After a scan is created, you can run that scan multiple times. Each instance of that scan is saved as a scan job.

Learn more

To learn more about running a standard scan that does not use deep scanning for products, see the following information:

To learn more about running a deep scan, a scan that can find products that might have been installed with a nonstandard process or in a nonstandard location, see the following information:

Chapter 9. Running and managing standard scans

After you add sources and credentials for the parts of your IT infrastructure that you want to scan, you can begin running scans. In most situations, you can run a standard scan to find the environment and product data that is required to report on your Red Hat products.

Learn more

Run a standard scan to find products in standard locations. To learn more, see the following information:

When you begin running scans, there are several tasks that you can do to manage your scans. These tasks include updating the data for a scan by running a new scan job and managing active scans by pausing, resuming, and canceling them. To learn more, see the following information:

To learn more about how scans and scan jobs work, including how a scan job is processed by discovery and the states a scan job moves through during its life cycle, see the following information:

9.1. Running standard scans

You can run a new scan from the Sources view. You can run a scan for a single source or select multiple sources to combine into a single scan. Each time that you use the Sources view to run a scan, you are prompted to save it as a new scan.

After you run a scan for the first time, the scan is saved to the Scans view. From that view, you can run that scan again to update its data. Each time that you run a scan from the Scans view, it is saved as a new scan job for that scan.

Prerequisites

  • To run a scan, you must first add the sources that you want to scan and the credentials to access those sources.

Procedure

  1. From the Sources view, select one or more sources. You can select sources of different types to combine them into a single scan.
  2. Click the Scan button that is appropriate for the selected sources:

    • For a single source, click Scan on the row for that source. Selecting the check box for the source is optional.
    • If you selected multiple sources, click Scan in the toolbar. The Scan wizard opens.
  3. In the Name field, enter a descriptive name for the scan.
  4. If you want to change the default number of maximum concurrent scans, set a new value in the Maximum concurrent scans field. This value is the maximum number of machines or virtual machines that are scanned in parallel during a scan.
  5. To use the default scanning process, allow the Deep scan for these products check boxes to remain in the default, cleared state.
  6. To begin the scan process, click Scan.

Verification steps

When the scan process begins, a notification displays in the Sources view. The running scan also displays in the Scans view, with a message about the progress of the scan.

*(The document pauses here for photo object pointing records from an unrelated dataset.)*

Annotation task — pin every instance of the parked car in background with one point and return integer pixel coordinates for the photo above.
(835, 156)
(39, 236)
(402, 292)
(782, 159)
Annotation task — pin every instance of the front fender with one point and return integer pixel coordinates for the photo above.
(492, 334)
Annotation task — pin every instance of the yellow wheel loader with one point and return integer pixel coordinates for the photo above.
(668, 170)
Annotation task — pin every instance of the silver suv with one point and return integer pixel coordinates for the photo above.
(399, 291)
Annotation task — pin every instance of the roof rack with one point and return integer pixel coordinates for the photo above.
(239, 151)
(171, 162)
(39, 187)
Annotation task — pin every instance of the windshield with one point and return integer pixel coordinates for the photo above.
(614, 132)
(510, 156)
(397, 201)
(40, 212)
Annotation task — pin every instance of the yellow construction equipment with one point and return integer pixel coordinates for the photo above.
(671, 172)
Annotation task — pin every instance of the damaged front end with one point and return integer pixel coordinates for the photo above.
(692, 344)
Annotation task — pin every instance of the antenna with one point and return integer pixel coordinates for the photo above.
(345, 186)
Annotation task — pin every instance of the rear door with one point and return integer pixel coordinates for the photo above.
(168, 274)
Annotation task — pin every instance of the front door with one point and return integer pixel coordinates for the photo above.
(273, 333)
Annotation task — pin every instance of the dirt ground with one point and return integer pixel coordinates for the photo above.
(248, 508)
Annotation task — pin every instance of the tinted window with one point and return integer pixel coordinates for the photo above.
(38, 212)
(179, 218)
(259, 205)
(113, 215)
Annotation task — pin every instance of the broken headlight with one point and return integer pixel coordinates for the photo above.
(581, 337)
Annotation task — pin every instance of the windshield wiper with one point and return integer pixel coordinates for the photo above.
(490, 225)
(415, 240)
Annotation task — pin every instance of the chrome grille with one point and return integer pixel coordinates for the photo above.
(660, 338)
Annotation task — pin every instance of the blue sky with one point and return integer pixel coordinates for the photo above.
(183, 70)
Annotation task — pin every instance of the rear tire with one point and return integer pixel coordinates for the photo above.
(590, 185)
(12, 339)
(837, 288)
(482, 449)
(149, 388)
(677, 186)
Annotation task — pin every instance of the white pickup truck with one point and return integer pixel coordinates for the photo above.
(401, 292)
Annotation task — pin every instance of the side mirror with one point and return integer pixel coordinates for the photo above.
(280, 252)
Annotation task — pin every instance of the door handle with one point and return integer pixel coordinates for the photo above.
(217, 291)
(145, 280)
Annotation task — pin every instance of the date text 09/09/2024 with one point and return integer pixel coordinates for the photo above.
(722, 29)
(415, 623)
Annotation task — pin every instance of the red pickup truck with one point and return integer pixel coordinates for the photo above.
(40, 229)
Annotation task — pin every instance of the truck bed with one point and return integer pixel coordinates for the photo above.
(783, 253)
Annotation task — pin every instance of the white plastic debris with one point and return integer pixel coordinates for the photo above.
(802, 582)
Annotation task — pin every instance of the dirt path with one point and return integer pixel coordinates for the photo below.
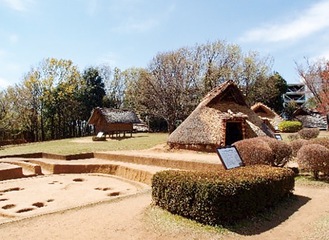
(130, 218)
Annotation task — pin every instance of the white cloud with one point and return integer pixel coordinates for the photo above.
(18, 5)
(132, 17)
(310, 21)
(107, 59)
(133, 25)
(4, 83)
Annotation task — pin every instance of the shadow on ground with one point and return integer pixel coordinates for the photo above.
(271, 219)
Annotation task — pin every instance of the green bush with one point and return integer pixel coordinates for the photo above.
(296, 145)
(290, 126)
(221, 197)
(282, 151)
(313, 158)
(255, 151)
(293, 137)
(308, 133)
(322, 141)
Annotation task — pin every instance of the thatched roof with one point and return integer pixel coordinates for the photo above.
(310, 118)
(265, 112)
(204, 125)
(113, 116)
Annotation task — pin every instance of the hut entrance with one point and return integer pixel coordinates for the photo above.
(233, 132)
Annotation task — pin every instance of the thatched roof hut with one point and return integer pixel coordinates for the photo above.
(270, 117)
(113, 121)
(221, 118)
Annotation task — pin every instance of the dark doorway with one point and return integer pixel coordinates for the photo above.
(233, 132)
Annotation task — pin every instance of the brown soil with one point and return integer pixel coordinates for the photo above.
(133, 217)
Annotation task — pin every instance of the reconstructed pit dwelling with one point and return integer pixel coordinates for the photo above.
(221, 118)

9.2. Running a new scan job

After you name a scan and run it for the first time, it is added to the Scans view. You can then run a new instance of that scan, known as a scan job, to update the data that is gathered for that scan.

Procedure

  1. From the Scans view, click the Run Scan icon in the scan details.

    Note

    In the scan details, if the most recent scan job did not complete successfully, this icon is labeled Retry Scan.

Verification steps

When the scan process begins, a notification displays with a message about the progress of the scan.

  1. In the scan details, expand Previous to view all previous scan jobs.

9.3. Pausing, resuming, and canceling scans

As you begin running scans, you might need to stop a scan job that is currently running. There might be various business reasons that require you to do this, for example, the need to do an emergency fix due to an alert from your IT health monitoring system or the need to run a higher priority scan that consumes more CPU resources if a lower priority scan is currently running.

You can stop a scan job by either pausing it or canceling it. You can resume a paused scan job, but you cannot resume a canceled scan job.

Procedure

To pause a scan job that is running:

  1. From the Scans view, find the scan that contains the scan job that you want to pause.
  2. Click Pause Scan.

    Note

    If you have multiple scans running at the same time, it might take several moments after starting a scan for the Pause Scan icon to appear.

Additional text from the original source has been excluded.